Although the semiannual modulation provides a common background signal at all stations, its expression depends on the degassing regime. At EHIG, for example, the cycle is most clearly observed during periods of low CO2 emission and becomes less evident when degassing intensifies (Fig. 5a). TBT, however, shows an additional feature: a marked increase in coherence together with a stabilization of the lag prior to the eruption (Fig. 7), pointing to localized changes in permeability or gas flux that were not equally expressed elsewhere. Notably, this anomaly would not be apparent if one considered gain alone, since the initial increase in coherence coincided with a decrease in the vertical solid Earth tide, corresponding to a scenario of fracture compression. Under such conditions, even if gas injection occurred, the simultaneous closure of fractures would dampen the RWE response. While we lack direct measurements of gas flux to validate this observation, we interpret the increase in coherence and stabilization of the lag at TBT as being consistent with subsurface gas accumulation and/or changes in vadose zone permeability. These processes may also have favored anomalous efflux to the atmosphere about six months before the eruption.

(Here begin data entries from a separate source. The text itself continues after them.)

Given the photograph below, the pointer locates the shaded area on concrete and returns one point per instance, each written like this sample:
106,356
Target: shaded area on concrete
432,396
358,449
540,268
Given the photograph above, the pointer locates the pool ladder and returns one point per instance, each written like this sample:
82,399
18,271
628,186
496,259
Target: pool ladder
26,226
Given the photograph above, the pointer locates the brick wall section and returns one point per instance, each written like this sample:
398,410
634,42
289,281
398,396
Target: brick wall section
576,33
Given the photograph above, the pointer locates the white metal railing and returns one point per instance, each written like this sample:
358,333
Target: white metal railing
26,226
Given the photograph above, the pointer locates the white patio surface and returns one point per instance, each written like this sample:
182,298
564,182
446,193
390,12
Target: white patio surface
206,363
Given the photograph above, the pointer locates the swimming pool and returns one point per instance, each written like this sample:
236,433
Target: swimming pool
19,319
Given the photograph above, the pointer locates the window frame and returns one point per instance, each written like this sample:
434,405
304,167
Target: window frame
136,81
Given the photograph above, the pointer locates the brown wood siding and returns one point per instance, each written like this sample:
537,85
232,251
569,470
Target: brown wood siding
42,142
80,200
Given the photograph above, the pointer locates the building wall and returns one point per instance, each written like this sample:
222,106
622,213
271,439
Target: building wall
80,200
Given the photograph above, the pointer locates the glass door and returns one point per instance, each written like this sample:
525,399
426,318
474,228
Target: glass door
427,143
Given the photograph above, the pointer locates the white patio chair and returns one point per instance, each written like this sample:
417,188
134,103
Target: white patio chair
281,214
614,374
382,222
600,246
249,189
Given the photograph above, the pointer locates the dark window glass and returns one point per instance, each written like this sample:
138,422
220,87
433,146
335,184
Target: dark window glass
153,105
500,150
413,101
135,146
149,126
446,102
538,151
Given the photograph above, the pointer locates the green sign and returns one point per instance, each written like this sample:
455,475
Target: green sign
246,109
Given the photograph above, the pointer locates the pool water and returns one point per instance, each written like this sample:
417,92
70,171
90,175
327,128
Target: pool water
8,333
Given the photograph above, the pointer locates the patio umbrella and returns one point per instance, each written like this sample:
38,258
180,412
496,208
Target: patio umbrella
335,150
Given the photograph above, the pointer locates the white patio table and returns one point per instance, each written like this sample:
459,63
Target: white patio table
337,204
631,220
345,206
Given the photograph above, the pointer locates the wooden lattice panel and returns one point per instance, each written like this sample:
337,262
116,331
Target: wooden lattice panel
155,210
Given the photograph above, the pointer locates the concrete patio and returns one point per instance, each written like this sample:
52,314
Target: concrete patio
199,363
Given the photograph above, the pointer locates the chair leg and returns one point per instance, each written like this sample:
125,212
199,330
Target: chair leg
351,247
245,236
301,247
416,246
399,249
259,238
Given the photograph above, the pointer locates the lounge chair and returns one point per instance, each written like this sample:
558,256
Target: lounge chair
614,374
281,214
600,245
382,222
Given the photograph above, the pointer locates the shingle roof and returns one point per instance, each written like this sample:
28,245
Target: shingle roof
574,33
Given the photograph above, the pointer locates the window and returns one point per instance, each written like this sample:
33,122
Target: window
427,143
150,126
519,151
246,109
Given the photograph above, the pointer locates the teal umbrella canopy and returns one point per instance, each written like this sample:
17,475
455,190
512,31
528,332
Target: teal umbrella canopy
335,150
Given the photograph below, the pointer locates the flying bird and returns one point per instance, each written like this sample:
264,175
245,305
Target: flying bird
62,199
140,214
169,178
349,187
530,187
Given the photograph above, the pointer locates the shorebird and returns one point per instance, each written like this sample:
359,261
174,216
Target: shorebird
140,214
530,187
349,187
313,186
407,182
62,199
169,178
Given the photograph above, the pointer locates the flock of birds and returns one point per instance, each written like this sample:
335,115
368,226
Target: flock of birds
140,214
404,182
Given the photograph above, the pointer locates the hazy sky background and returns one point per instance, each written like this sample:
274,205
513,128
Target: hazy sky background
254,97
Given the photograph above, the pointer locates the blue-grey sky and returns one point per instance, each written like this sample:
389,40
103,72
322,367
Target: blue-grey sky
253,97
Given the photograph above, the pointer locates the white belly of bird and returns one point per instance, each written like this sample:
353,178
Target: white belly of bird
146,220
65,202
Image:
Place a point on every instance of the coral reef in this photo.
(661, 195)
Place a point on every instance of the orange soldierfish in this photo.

This distinctive behavior at TBT can be explained by its structural and hydrogeological setting. The station is located within a highly fractured zone affected by abundant vertical dike intrusions and intersected by water wells and galleries, which together enhance vertical permeability and pressure transmission. Such structural discontinuities likely provide preferential pathways for gas ascent from the underlying hydrothermal system, amplifying the coupling between barometric pumping and subsurface gas accumulation. In contrast, stations located in less fractured domains or outside the main hydrothermal influence, such as Taburiente Caldera (Fig. 1), lack this level of connectivity and therefore do not record the same precursor signal. To further verify that the observed anomaly at TBT reflects atmospheric forcing rather than random fluctuations or other mechanisms, we examined the frequency dependence of the coherence (γ2) and the standard deviation of the lag (σLag) around the terdiurnal cycle (Fig. 8a). The results show that the enhanced coherence and reduced lag variability preceding the eruption are consistently observed between 2.9 and 3.1 cpd, with the strongest signal at 3.0 cpd. This narrowband expression supports the interpretation that the anomaly is linked to barometric pumping and thus constitutes a genuine precursor signal.

A closely similar behavior is also observed at EXILP, where the standard deviation of the lag exhibits two marked reductions, including a drop towards nearly zero immediately prior to the eruption (Fig. 8b). When lag variability is examined as a function of period, both TBT and EXILP independently show a narrowing and stabilization of the 3 cpd response in the pre-eruptive interval. This coherent pattern at two stations with different geological settings strengthens our interpretation of the signal as a precursor, consistent with a pre-eruptive increase in shallow gas accumulation and/or permeability changes that enhanced barometric pressure coupling near the future vent area.